Legendary Pictures has optioned rights for the project from the original creators of the East-meets-West drama that starred David Carradine as Kwai Chang Caine, the Buddhist martial-arts master who flees China to wander the American frontier.
Legendary's distribution president, Scott Mednick, said the feature adaptation would take place mostly in China and focus on Caine's training as a Shaolin monk and the circumstances that lead him to the Old American West.
Series creator Ed Spielman and his writing partner on the show, Howard Friedlander, are finishing a movie screenplay that Legendary will then present to Warner Bros. Pictures in hopes of clinching a deal to make the film, Mednick said.

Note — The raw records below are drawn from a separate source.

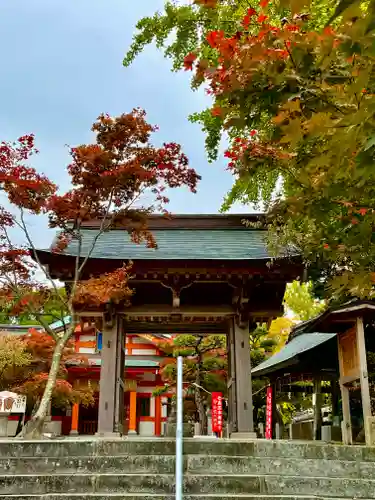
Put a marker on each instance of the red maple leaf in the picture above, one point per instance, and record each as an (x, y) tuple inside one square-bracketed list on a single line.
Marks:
[(189, 61)]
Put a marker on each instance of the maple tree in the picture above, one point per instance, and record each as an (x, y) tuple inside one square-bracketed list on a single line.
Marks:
[(204, 366), (25, 363), (292, 88), (119, 179)]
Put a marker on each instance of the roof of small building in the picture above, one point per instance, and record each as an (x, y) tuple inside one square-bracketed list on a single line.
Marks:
[(310, 334), (179, 237), (176, 244), (289, 354)]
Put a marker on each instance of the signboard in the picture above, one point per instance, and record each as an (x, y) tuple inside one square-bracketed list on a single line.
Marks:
[(269, 413), (217, 412), (348, 355), (12, 403)]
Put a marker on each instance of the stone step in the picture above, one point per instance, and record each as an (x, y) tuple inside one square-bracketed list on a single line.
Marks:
[(152, 464), (164, 484), (195, 464), (164, 446), (141, 496)]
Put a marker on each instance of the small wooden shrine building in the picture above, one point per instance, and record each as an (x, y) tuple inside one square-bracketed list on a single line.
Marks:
[(209, 274), (334, 348)]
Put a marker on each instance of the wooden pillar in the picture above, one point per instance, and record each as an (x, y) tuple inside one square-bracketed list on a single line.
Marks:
[(365, 389), (347, 434), (318, 408), (120, 378), (132, 412), (231, 381), (108, 373), (75, 419), (157, 429), (243, 386)]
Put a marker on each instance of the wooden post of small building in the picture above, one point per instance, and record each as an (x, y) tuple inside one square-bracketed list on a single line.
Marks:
[(365, 389), (318, 408), (132, 412), (75, 419), (157, 415)]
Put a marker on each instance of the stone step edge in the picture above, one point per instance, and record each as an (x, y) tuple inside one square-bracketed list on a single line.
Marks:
[(167, 496), (189, 475), (160, 457)]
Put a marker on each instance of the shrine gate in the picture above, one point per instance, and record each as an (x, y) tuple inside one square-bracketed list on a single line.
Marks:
[(209, 275)]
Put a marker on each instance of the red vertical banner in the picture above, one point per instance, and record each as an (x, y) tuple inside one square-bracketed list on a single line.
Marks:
[(217, 412), (269, 413)]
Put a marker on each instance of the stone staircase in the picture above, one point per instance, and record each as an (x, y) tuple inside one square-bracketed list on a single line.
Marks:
[(131, 469)]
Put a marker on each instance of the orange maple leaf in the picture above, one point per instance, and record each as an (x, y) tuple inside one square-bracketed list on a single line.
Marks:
[(211, 4)]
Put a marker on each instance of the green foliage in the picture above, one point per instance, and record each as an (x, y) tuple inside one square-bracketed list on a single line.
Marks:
[(51, 310), (312, 109), (300, 301)]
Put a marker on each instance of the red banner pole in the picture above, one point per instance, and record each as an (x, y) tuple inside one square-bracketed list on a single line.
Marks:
[(269, 413)]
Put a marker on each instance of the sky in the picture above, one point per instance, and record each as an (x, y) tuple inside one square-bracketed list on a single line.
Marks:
[(62, 67)]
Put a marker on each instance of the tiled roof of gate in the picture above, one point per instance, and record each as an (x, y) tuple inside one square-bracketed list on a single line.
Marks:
[(176, 244)]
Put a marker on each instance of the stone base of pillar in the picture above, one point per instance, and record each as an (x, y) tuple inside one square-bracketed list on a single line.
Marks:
[(243, 436)]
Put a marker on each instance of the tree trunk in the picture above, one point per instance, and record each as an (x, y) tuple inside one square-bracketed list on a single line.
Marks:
[(34, 427)]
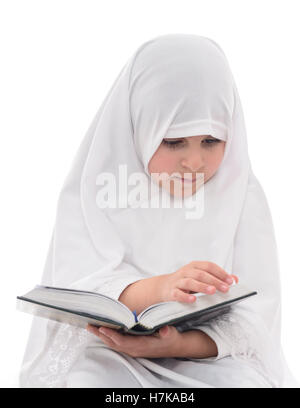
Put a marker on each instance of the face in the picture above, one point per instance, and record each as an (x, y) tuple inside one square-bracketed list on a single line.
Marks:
[(190, 155)]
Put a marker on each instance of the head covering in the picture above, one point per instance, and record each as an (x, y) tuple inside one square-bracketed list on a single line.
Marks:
[(174, 85)]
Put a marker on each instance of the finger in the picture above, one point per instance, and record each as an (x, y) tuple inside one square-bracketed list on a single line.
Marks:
[(92, 329), (214, 269), (195, 286), (164, 331), (112, 334), (236, 278), (206, 277), (180, 296)]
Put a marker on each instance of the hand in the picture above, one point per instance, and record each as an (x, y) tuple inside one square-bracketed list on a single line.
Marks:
[(165, 343), (197, 276)]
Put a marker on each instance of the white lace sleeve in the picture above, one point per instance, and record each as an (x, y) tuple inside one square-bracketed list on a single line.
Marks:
[(238, 333)]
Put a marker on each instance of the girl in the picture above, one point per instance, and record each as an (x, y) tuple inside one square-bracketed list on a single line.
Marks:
[(173, 110)]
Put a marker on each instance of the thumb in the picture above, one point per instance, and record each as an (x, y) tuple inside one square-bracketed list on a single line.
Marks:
[(164, 331)]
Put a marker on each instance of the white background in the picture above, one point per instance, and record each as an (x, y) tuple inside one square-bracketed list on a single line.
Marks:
[(59, 59)]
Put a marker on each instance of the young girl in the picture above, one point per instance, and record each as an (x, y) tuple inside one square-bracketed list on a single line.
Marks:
[(173, 110)]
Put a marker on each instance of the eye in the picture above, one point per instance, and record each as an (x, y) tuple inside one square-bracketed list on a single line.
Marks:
[(172, 144), (210, 142)]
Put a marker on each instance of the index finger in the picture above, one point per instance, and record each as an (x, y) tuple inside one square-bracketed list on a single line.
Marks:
[(214, 269)]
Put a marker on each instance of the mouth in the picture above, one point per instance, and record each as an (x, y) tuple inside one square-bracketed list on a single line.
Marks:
[(186, 180)]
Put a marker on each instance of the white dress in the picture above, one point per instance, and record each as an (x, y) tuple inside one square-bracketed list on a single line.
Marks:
[(175, 85)]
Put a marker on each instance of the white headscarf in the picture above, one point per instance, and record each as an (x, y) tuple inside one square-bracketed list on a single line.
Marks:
[(175, 85)]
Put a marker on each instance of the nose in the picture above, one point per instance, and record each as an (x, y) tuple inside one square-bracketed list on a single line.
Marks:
[(194, 161)]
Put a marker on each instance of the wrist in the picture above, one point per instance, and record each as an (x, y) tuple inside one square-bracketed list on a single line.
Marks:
[(196, 344)]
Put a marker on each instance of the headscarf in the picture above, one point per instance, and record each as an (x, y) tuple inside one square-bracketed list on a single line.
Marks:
[(174, 85)]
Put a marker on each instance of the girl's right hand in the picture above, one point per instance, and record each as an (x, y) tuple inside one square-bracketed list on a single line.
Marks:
[(197, 276)]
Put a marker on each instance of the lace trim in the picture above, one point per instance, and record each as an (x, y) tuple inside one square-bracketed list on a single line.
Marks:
[(246, 343), (68, 344)]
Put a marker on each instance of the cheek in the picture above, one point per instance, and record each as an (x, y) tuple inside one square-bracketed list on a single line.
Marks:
[(215, 158), (162, 161)]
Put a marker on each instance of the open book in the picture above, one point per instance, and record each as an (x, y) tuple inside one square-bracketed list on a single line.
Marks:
[(79, 308)]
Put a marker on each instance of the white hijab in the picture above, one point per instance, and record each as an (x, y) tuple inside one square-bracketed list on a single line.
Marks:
[(174, 85)]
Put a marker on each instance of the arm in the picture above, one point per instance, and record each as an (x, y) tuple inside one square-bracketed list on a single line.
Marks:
[(141, 294), (196, 344)]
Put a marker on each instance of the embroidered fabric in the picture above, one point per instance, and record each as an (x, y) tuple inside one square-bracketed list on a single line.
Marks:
[(68, 342), (239, 332)]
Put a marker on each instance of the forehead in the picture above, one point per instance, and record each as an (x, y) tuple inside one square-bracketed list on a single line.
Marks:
[(198, 137)]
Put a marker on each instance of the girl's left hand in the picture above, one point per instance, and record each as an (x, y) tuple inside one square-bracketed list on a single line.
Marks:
[(165, 343)]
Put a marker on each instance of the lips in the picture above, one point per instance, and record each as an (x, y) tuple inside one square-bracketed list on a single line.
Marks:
[(186, 179)]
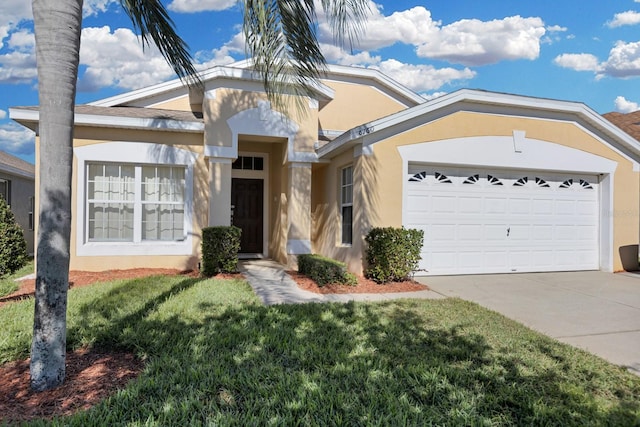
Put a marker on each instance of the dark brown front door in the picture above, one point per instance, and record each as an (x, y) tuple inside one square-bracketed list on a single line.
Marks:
[(246, 200)]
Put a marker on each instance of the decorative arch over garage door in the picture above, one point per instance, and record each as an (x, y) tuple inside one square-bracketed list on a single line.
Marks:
[(487, 208)]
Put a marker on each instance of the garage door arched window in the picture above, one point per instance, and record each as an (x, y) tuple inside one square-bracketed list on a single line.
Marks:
[(346, 205)]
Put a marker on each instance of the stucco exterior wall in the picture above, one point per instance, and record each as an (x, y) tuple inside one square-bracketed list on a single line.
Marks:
[(354, 105)]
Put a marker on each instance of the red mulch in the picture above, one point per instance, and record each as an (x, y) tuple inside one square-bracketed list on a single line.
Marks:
[(364, 286), (92, 375)]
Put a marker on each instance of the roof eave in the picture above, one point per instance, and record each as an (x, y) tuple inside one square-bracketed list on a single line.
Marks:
[(31, 118)]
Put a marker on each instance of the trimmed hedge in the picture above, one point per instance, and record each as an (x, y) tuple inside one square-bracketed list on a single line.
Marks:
[(325, 270), (13, 246), (220, 247), (392, 254)]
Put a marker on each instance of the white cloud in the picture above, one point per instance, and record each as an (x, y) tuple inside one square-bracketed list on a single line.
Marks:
[(422, 78), (475, 42), (578, 61), (93, 7), (19, 64), (191, 6), (118, 59), (467, 42), (556, 29), (623, 61), (625, 106), (630, 17), (413, 26), (16, 139), (12, 13)]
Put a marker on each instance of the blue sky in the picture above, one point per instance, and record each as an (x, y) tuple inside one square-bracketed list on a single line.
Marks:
[(577, 50)]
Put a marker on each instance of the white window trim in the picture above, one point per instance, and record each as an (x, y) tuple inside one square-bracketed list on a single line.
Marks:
[(342, 205), (133, 153)]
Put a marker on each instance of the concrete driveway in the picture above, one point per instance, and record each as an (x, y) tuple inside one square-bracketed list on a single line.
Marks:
[(596, 311)]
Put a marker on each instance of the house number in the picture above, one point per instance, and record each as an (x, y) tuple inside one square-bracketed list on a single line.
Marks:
[(365, 130)]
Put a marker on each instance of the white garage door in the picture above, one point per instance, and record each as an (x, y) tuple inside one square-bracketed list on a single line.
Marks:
[(483, 221)]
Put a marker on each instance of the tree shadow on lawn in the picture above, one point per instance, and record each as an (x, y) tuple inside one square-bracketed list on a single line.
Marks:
[(394, 363)]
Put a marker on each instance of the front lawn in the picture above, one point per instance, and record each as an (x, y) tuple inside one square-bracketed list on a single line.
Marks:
[(216, 356)]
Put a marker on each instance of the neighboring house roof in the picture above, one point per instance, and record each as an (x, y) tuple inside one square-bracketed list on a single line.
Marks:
[(630, 122), (15, 166), (486, 102), (121, 117)]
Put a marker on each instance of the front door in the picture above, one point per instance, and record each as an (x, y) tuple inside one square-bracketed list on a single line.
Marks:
[(247, 204)]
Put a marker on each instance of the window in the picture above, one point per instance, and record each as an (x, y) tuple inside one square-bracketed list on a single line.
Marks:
[(32, 208), (248, 163), (133, 203), (5, 190), (346, 204)]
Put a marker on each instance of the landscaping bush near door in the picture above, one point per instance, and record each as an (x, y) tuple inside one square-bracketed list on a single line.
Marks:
[(220, 247), (392, 254), (325, 270)]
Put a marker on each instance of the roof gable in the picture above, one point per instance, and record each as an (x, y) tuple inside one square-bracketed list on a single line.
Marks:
[(486, 102)]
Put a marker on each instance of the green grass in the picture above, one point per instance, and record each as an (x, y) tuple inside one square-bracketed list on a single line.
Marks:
[(216, 356), (8, 284)]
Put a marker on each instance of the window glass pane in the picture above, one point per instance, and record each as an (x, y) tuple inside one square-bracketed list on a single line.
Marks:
[(347, 232), (258, 163)]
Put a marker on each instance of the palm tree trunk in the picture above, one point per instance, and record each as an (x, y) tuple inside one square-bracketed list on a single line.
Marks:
[(57, 25)]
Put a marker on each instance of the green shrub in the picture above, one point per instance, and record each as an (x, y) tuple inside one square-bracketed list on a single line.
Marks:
[(325, 270), (392, 254), (13, 246), (220, 247)]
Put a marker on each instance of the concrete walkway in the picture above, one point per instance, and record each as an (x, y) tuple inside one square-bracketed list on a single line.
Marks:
[(592, 310), (270, 282)]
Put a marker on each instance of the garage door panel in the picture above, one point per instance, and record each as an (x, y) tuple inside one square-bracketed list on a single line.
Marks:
[(533, 221)]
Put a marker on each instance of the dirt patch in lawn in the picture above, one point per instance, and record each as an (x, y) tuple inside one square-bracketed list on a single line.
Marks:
[(90, 377)]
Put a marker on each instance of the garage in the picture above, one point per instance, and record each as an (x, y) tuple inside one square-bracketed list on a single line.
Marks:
[(502, 221)]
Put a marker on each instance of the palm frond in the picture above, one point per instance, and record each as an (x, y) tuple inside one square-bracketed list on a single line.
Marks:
[(152, 21), (281, 39)]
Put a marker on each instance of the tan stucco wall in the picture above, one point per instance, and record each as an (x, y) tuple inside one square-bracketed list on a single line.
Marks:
[(229, 102), (355, 104), (383, 180)]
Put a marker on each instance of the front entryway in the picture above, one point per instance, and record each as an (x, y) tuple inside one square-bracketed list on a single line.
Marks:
[(247, 206)]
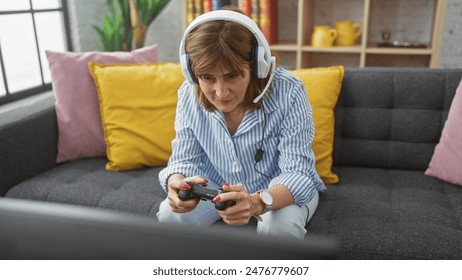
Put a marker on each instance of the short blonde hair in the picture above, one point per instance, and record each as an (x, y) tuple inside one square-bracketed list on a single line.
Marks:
[(229, 45)]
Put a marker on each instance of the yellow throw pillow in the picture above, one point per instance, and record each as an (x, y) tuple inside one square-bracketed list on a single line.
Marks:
[(323, 87), (137, 106)]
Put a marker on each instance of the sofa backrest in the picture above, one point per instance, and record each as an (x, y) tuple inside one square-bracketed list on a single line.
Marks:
[(392, 117)]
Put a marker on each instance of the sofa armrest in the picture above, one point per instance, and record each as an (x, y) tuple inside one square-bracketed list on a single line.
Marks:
[(28, 140)]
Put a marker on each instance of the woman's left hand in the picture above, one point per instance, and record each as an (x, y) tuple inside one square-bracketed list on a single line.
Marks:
[(247, 205)]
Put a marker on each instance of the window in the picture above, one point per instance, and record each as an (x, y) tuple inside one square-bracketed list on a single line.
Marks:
[(27, 29)]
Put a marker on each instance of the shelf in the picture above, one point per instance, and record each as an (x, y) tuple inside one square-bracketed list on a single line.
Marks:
[(334, 49), (399, 51), (419, 21)]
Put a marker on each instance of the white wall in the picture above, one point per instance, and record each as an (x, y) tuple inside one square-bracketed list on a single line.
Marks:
[(166, 29)]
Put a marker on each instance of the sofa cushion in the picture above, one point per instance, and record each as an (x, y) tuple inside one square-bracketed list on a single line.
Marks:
[(446, 162), (79, 123), (391, 118), (323, 86), (391, 214), (137, 105), (86, 182)]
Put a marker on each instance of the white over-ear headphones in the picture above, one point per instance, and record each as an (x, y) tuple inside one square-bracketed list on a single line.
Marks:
[(264, 62)]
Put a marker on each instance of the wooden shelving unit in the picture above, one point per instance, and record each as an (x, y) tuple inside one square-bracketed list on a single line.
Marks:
[(295, 51)]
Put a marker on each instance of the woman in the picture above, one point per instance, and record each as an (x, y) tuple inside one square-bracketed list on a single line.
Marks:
[(240, 129)]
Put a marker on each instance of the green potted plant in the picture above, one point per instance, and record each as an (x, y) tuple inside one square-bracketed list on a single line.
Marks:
[(127, 24)]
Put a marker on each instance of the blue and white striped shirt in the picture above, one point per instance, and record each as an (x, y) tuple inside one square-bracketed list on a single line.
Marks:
[(203, 145)]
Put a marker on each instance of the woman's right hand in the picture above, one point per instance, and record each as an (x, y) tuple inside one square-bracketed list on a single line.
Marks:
[(176, 183)]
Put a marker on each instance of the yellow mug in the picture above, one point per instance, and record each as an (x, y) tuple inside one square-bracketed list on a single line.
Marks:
[(323, 36), (347, 32)]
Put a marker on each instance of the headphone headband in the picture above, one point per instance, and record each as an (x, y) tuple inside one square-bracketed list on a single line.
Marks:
[(263, 59)]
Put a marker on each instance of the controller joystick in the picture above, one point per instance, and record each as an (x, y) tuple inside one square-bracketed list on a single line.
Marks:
[(202, 192)]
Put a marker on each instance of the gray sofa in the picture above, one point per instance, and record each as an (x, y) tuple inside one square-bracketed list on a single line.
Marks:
[(388, 121)]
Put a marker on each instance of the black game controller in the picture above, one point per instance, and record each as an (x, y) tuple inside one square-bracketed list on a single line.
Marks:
[(201, 191)]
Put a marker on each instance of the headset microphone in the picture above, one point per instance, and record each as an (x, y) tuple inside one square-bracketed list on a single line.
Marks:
[(273, 68)]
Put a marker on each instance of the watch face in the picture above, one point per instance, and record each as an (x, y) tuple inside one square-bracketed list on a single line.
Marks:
[(266, 197)]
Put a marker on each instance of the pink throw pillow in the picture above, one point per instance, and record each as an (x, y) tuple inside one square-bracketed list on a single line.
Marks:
[(77, 106), (447, 157)]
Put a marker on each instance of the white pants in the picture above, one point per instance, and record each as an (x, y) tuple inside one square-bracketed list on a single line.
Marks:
[(287, 221)]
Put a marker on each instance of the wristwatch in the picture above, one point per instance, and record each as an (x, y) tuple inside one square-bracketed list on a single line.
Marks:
[(267, 199)]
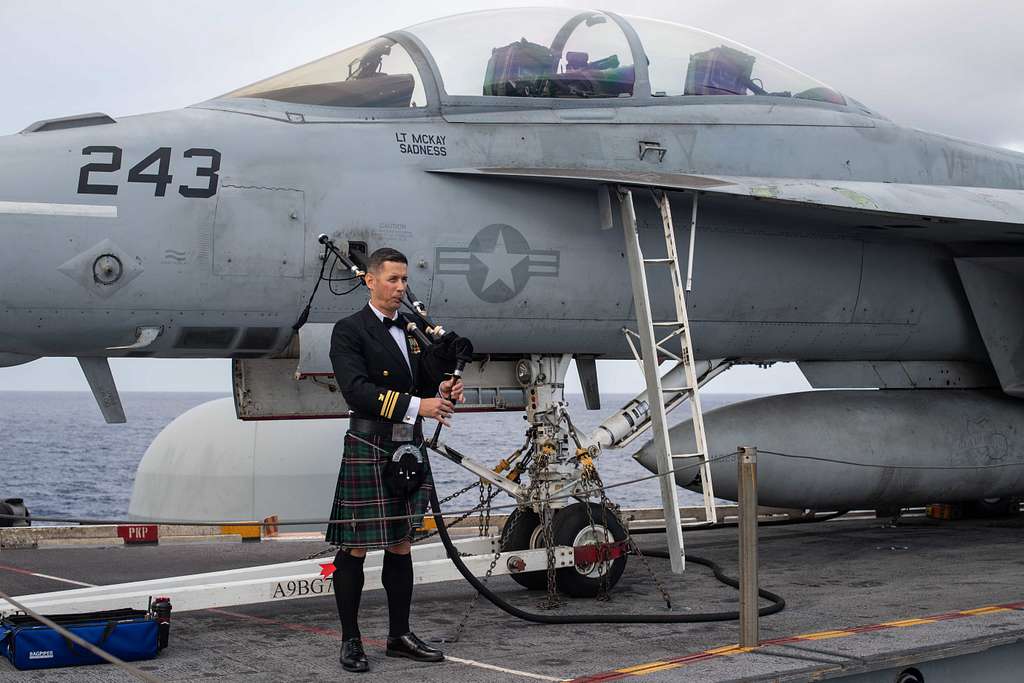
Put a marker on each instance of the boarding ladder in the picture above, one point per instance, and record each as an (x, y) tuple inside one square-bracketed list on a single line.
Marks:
[(647, 344)]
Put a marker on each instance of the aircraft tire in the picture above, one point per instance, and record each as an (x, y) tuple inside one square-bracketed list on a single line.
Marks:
[(522, 531), (571, 527)]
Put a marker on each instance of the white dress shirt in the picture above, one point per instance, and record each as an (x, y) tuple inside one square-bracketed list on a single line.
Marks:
[(398, 336)]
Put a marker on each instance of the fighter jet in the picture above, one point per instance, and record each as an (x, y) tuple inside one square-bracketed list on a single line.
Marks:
[(496, 148)]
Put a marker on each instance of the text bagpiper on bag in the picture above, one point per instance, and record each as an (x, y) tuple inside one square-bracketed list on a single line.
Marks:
[(130, 635)]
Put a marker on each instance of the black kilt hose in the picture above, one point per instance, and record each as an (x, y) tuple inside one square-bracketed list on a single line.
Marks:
[(378, 384), (360, 495)]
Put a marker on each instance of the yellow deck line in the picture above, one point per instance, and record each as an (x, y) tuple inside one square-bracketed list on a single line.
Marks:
[(726, 650)]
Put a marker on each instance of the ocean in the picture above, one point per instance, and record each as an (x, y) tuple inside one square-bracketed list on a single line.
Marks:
[(58, 455)]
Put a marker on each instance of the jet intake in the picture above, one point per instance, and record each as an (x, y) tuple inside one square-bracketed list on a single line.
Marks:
[(852, 449)]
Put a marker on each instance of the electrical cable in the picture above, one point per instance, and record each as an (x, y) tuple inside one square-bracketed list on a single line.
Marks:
[(778, 603)]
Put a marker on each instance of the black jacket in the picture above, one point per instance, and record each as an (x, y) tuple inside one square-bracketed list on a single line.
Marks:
[(372, 372)]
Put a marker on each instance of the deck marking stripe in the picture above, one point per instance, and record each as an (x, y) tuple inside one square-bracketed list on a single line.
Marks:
[(985, 610), (823, 635), (899, 624), (335, 633), (483, 665), (41, 209), (46, 575), (726, 650)]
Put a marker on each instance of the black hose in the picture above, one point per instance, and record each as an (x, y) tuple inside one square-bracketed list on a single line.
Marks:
[(498, 601)]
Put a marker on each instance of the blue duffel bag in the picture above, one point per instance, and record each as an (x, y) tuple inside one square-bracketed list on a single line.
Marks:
[(129, 635)]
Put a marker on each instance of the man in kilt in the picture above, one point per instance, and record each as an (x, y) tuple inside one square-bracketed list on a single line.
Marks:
[(390, 383)]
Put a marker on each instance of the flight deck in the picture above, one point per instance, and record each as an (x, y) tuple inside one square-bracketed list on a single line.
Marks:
[(865, 600)]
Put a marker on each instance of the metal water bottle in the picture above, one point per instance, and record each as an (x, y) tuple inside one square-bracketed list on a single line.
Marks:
[(162, 611)]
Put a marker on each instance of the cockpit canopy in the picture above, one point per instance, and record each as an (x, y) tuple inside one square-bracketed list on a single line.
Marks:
[(538, 52)]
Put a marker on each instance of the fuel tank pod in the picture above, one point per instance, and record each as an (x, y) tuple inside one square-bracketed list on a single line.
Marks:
[(863, 449)]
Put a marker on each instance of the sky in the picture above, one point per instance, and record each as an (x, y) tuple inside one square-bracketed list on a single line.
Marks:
[(951, 68)]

Legendary already has a five-year "first-look" development deal with Warner Bros., the Time Warner Inc. studio that will release the production company's latest offering, "Superman Returns" in July.
The studio's TV division produced the original "Kung Fu" TV series, which ran on ABC from 1972 to 1975.
In the show, Caine flees China after committing murder and ends up pursued across the 19th century American West by Chinese imperial agents and bounty hunters as he helps strangers and searches for a long-lost half brother.
The series included frequent flashbacks to Caine's boyhood as a Shaolin student, dubbed "grasshopper," and the lessons imparted to him by Master Po and Master Kan.
No decisions about a director or casting have been made, Mednick said, but he ruled out a return of Carradine, now 69, who starred on TV as the half-Chinese, half-American hero.